Abstract

We employed a systemwide approach, a large and robust set of radiocarbon ages, and modern process analogs to interpret the Holocene history of forest fire–related sedimentation and overall alluvial activity in northeastern Yellowstone National Park. Debris-flow and flood events following the 1988 fires provided facies models for interpreting the stratigraphic record of fire-related sedimentation within valley-side alluvial fans of Soda Butte Creek. Fire-related deposits make up approximately 30% of the late Holocene fan alluvium. Fifty 14 C ages on fire-related events cluster within the intervals of 3300–2900, 2600–2400, 2200–1800, and 1400–800 yr B.P. and suggest earlier episodes of large fires and fan aggradation around 7500, 5500, and 4600–4000 yr B.P. A major pulse of fire-related debris-flow activity between 950 and 800 yr B.P. coincided with the height of the widely recognized Medieval Warm Period (ca. a.d. 1050–1200).
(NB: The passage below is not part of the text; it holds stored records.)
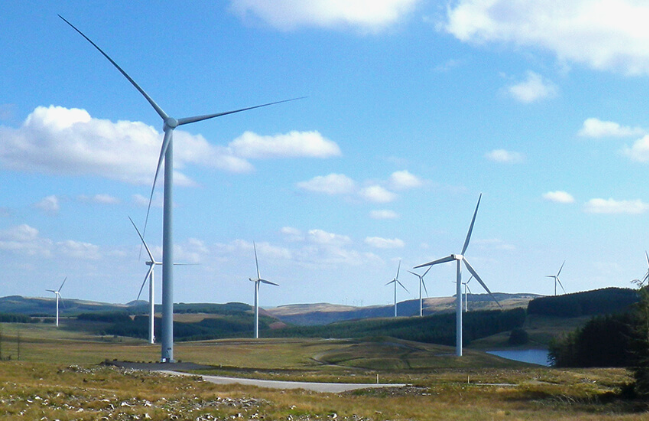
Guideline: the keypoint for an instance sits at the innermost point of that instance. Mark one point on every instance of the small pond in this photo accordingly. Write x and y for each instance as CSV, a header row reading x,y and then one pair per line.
x,y
532,356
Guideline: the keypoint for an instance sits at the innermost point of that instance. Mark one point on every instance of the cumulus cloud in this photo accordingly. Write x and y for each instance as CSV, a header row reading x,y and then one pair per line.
x,y
366,15
291,145
533,88
505,157
377,194
594,127
58,140
384,243
612,206
383,214
49,204
558,197
602,34
639,151
402,180
329,184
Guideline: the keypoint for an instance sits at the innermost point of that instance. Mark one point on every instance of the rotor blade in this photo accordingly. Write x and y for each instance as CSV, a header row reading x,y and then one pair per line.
x,y
144,282
155,106
468,235
256,261
188,120
436,262
143,242
163,150
59,290
561,268
268,282
477,277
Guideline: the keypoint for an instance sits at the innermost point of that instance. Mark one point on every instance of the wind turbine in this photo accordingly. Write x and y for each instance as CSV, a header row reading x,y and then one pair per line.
x,y
257,282
421,283
556,279
466,295
166,154
57,293
396,281
646,276
459,258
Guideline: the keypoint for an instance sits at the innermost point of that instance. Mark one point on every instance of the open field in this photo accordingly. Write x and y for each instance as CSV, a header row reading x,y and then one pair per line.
x,y
58,377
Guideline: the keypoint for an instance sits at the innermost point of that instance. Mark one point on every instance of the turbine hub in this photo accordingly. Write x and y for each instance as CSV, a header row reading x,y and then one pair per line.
x,y
171,123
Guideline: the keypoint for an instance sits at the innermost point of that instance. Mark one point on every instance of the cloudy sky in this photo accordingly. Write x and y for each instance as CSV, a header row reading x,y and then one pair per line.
x,y
413,108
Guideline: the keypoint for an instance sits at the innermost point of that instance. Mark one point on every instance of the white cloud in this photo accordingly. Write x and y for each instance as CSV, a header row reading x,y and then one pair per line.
x,y
602,34
504,156
612,206
49,204
101,199
594,127
366,15
383,214
533,88
402,180
291,145
329,184
384,243
558,197
377,194
639,152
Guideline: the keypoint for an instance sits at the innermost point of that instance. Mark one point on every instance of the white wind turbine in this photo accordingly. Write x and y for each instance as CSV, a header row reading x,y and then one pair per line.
x,y
396,281
466,295
421,283
459,258
166,154
257,282
556,279
57,293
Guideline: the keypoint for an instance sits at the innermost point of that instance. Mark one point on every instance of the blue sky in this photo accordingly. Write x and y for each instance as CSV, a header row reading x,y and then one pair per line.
x,y
413,108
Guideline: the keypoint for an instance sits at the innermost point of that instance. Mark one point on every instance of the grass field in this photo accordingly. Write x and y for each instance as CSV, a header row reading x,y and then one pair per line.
x,y
59,377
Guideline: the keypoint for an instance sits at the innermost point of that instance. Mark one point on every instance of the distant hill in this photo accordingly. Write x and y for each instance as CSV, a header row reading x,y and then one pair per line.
x,y
322,313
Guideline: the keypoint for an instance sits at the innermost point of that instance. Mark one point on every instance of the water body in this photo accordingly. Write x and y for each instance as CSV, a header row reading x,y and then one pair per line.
x,y
532,356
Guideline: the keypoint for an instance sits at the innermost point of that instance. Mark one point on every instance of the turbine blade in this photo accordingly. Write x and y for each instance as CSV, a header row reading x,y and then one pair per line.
x,y
143,242
268,282
256,260
436,262
146,277
195,119
477,277
155,106
468,235
165,143
561,268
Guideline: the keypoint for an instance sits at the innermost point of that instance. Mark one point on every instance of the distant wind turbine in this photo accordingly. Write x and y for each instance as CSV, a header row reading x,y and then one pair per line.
x,y
166,154
458,297
421,283
466,295
646,276
57,293
557,280
257,282
396,281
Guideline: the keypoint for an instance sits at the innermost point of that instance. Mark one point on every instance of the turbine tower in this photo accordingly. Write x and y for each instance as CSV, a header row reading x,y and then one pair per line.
x,y
556,279
166,155
459,258
257,282
57,293
396,281
421,283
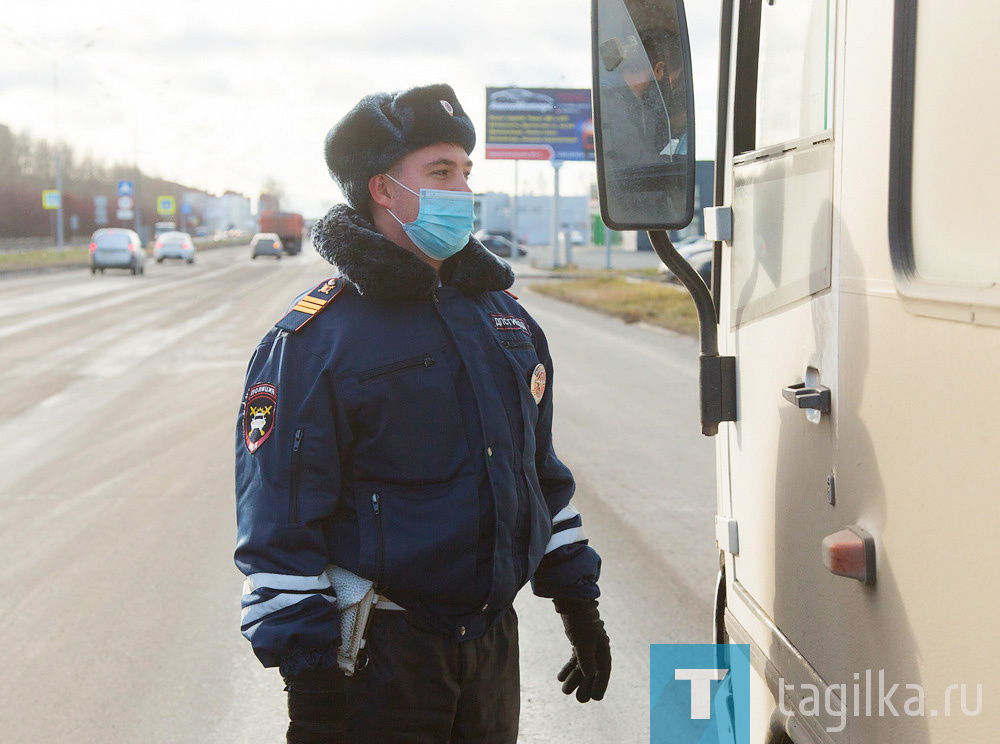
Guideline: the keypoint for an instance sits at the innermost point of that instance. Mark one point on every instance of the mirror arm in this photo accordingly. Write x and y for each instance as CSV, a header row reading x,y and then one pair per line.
x,y
717,375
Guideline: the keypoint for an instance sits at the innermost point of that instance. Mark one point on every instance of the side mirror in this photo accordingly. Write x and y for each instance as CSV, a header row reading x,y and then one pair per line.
x,y
643,114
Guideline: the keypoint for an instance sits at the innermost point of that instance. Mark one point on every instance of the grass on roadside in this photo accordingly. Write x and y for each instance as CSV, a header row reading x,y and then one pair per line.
x,y
654,302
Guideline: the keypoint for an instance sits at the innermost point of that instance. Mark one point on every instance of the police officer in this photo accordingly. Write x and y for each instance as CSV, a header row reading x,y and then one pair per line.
x,y
397,423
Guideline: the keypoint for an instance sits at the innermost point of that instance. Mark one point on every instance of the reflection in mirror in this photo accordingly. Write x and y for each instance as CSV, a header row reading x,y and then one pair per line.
x,y
644,107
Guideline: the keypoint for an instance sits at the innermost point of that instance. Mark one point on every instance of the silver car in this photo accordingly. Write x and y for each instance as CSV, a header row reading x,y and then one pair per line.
x,y
266,244
174,245
116,248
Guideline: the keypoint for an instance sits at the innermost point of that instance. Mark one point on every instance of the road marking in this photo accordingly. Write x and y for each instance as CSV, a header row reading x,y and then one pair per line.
x,y
60,316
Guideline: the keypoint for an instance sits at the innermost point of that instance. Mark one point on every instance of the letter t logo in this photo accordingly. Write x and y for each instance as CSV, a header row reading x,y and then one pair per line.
x,y
701,689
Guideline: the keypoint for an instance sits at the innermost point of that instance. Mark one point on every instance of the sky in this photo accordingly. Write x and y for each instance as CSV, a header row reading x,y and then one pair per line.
x,y
225,95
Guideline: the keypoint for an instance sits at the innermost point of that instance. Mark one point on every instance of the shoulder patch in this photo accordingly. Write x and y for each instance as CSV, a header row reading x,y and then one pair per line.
x,y
310,305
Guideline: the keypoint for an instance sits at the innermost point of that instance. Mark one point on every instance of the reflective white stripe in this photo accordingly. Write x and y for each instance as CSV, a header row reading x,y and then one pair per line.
x,y
286,581
567,512
573,534
255,612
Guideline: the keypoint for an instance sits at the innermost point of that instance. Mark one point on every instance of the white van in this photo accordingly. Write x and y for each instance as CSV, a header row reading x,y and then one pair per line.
x,y
850,342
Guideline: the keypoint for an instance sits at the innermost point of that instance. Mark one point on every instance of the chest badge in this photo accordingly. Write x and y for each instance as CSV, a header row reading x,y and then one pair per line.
x,y
258,415
538,383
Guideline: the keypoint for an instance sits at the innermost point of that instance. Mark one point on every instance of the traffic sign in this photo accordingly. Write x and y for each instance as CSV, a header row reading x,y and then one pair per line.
x,y
101,210
51,199
166,205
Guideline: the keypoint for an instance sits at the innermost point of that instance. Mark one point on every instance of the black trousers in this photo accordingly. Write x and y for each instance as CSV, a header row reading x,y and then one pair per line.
x,y
427,688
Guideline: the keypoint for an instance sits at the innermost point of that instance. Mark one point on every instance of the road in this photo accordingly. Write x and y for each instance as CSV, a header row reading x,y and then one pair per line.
x,y
120,598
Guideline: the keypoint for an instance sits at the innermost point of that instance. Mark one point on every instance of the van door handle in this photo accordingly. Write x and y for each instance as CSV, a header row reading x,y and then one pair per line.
x,y
817,398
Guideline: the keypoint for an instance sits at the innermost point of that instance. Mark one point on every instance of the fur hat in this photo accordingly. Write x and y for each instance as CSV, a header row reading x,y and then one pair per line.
x,y
384,127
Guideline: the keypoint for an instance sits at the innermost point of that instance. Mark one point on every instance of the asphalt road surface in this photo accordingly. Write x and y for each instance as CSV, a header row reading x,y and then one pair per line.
x,y
120,598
Instrumental climate records over the last ∼100 yr in Yellowstone imply that the intensity and interannual variability of summer precipitation are greater during warmer periods, enhancing the potential for severe short-term drought, major forest fires, and storm-generated fan deposition. Along lower Soda Butte Creek, fill-cut terrace treads were created by lateral migration of channels and accumulation of overbank sediments ca. 8000 yr B.P. (terrace level T1a), 7000–5600 (T1b), 3100–2600 (T2), 2000–1300 (T3), and post–800 yr B.P. (T4). These periods coincide with overbank sedimentation on Slough Creek and the Lamar River but alternate with intervals of fire-related fan deposition, implying a strong climatic control. Local paleoclimatic data suggest cooler, effectively wetter conditions during terrace tread formation. In warmer, drier intervals, reduced average runoff in axial streams results in meander-belt narrowing; concurrent channel incision may be caused by infrequent large floods. Greater resistance to downcutting, however, allowed fewer terraces to be formed along Slough Creek and the Lamar River. Alluvial systems in northeastern Yellowstone show a clear response to millennial-scale climatic cycles, wherein alluvial fans aggrade and prograde over flood plains in drier periods. Axial streams widen their flood plains and trim back the fans during wetter periods. “Small-scale” climatic fluctuations of the Holocene thus had substantial impact on postglacial landscapes in northeastern Yellowstone.